This study explored the experiences of brothers and sisters of adolescents with anorexia nervosa, with the aim of furthering understanding of their experiences, their understanding of the illness, and their experiences of service provision. The key findings from this study were that:
Siblings are negatively and positively affected by a range of emotional, behavioural and relational changes that occurred in the context of their sibling’s eating disorder;
They often felt unable to talk about their experiences, perceived their needs as secondary, and felt side-lined or misunderstood by services and
Contact with other siblings was highly valued
These findings are largely consistent with previous findings [9, 16,17,18,19, 30, 31] and highlight the need to better support and include siblings in a meaningful way in treatment. The experience can be both challenging and rewarding, with multiple and mixed emotions occurring simultaneously.
Siblings in this study described coping with such pressures by distancing themselves physically and staying out of the family home, seeking ‘normality’ with friends. This is also largely congruent with previous reports [16, 18, 30, 32]. Interventions aimed at families and siblings should pay attention to the effect of siblings internalising such feelings and whether, as expressed in this study, it would be helpful to facilitate a space to share their experiences. This was the most endorsed recommendation by the current sample and may be a useful way of extending current guidance beyond the assessment of siblings’ own needs .
Suggestions on how best to include siblings in treatment based on the current findings include (a) a more explicit invitation to treatment and a clearer rationale on when and why to attend, and (b) more direct discussion of the sibling role during recovery and the siblings’ own needs in treatment sessions would help to make sibling involvement feel more useful. Siblings in this study did not say they need, or want, to come to all treatment sessions. Rather for it to be discussed with the whole family and the level of sibling involvement to be based on the needs of each family and their members, not just that of the ill adolescent and/or the parent(s). For some this may include sibling attendance throughout treatment, for others it may be very limited.
Notably, services were experienced as somewhat unresponsive to siblings’ needs, as suggested by parents in previous studies [12, 13]. While some authors have found that siblings are reluctant to attend family therapy [16, 33], our findings suggest such reluctance might be addressed by working with siblings to develop support tailored to their unique needs. One participant noted that even when they attended treatment, the therapist did not seem to know how to include them. This suggests therapists may also need additional guidance on how best to ensure attendance is valued and utilised effectively. Experience of services may also be partly influenced by how well the ill sibling is progressing in treatment. Withers et al.  noted that if family treatment was not progressing well, the emotional burden of treatment on siblings was reportedly higher.
There was only one reported difference in the sibling experience based on gender. Sisters, but not brothers, mentioned more self-awareness of their own eating or body image following the development of their sister’s anorexia nervosa. For some, this was associated with feeling watched by their sibling or feeling guilty when eating, for another it helped her appreciate their healthy body shape. While this has been reported previously [16, 31], there is also data indicating that sibling do not struggle with body image more than their peers [34, 35]. This requires future exploration and research.
Although it was not an aim of this study to compare siblings’ experience based on birth order, the ambivalence regarding responsibilities seemed more present for older siblings. Compared to younger siblings, they spoke more explicitly of wanting to support their parents and feeling guilty if they were not able to do so. This is likely influenced by many factors including individual developmental needs and current stage in the family life cycle. Illnesses, including eating disorders, tend to have a centripetal influence, drawing families closer together. While older siblings are likely to be more independent, the current data suggests they are also more strongly pulled into parentified roles of caring for their sibling.

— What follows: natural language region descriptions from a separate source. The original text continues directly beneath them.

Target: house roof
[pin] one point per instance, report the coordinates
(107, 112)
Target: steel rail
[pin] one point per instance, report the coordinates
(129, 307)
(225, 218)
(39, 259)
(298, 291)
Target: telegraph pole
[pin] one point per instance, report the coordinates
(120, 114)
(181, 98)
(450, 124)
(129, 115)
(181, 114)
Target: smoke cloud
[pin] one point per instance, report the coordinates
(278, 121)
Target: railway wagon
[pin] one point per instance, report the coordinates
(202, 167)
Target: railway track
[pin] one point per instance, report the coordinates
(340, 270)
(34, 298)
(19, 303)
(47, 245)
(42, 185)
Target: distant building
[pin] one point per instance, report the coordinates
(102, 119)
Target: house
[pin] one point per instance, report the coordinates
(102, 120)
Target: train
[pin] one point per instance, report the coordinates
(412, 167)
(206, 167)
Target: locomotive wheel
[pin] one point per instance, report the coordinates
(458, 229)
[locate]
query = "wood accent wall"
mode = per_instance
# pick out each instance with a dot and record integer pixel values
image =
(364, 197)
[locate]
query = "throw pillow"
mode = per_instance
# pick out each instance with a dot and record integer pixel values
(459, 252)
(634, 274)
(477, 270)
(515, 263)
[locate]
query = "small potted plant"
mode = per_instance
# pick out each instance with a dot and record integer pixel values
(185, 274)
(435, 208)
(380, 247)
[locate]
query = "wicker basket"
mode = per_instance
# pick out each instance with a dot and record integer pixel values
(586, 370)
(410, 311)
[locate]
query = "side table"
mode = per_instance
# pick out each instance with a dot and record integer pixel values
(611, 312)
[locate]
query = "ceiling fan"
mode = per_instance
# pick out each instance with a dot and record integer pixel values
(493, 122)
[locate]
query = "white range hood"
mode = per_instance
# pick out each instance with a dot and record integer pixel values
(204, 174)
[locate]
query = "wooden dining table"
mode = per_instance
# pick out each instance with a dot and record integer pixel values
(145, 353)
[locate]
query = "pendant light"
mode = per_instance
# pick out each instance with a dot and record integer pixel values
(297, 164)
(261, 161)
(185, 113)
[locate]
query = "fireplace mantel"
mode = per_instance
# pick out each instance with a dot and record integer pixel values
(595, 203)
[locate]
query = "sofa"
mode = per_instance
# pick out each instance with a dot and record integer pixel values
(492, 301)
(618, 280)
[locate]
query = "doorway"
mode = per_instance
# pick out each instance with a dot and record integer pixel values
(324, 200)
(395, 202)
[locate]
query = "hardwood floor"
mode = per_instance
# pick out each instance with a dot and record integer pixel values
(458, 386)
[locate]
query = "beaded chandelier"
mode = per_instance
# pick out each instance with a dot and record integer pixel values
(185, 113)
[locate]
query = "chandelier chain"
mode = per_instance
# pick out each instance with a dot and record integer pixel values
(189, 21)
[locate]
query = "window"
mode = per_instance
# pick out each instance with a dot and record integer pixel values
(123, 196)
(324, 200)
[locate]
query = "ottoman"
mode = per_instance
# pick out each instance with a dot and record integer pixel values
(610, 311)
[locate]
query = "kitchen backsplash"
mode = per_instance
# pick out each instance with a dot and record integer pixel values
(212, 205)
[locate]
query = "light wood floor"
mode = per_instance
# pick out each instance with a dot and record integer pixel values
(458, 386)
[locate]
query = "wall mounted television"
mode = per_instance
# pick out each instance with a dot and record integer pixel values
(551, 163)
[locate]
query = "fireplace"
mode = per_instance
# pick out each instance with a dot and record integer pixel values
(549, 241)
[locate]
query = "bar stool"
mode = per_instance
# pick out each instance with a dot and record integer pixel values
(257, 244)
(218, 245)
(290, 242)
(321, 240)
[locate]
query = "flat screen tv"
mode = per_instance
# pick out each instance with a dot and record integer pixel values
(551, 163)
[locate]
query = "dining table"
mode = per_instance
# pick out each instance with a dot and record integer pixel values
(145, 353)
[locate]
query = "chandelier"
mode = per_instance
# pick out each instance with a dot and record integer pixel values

This was a small study and generalisability of the results is limited. Ideally, we would have combined the two pairs of older siblings into one focus group, if it had been clear beforehand that only two people per group would be able to attend—unfortunately this was not the case. The sample included siblings of females with eating disorders only, and the experience of having a brother with an eating disorder remains largely unclear. This sample may have been biased towards those comfortable in groups, and those who had contact with services. Analysis of the data by the same researchers who facilitated the groups may have had the potential to bias the results according to the researchers’ preconceived ideas about what they might find.
Finally, the recruitment strategy was determined by the Research Ethics Committee. Service users who refused consent to contact their siblings did not have to give reasons and, due to data protection rules, it was not possible to analyse differences between those who did and did not give consent. Third party consent in research is a complex issue, but it could be argued that seeking permission from service users before offering siblings a chance to share their experiences undermines siblings’ choices in their own right and reinforces their experience of being marginalised. Further thought should therefore be given to the possibility of contacting siblings directly for future research.
Data from this study suggest the sibling experience needs to be more carefully considered and included in treatment. Findings point to ways siblings may be better supported, such as peer support groups and a more active involvement in family therapy sessions during which their own needs can be addressed in addition to their siblings’. Specifically, the data indicates an explicit discussion about sibling involvement in treatment is needed, as opposed to a blanket rule of attendance or complete separation of siblings from the treatment process.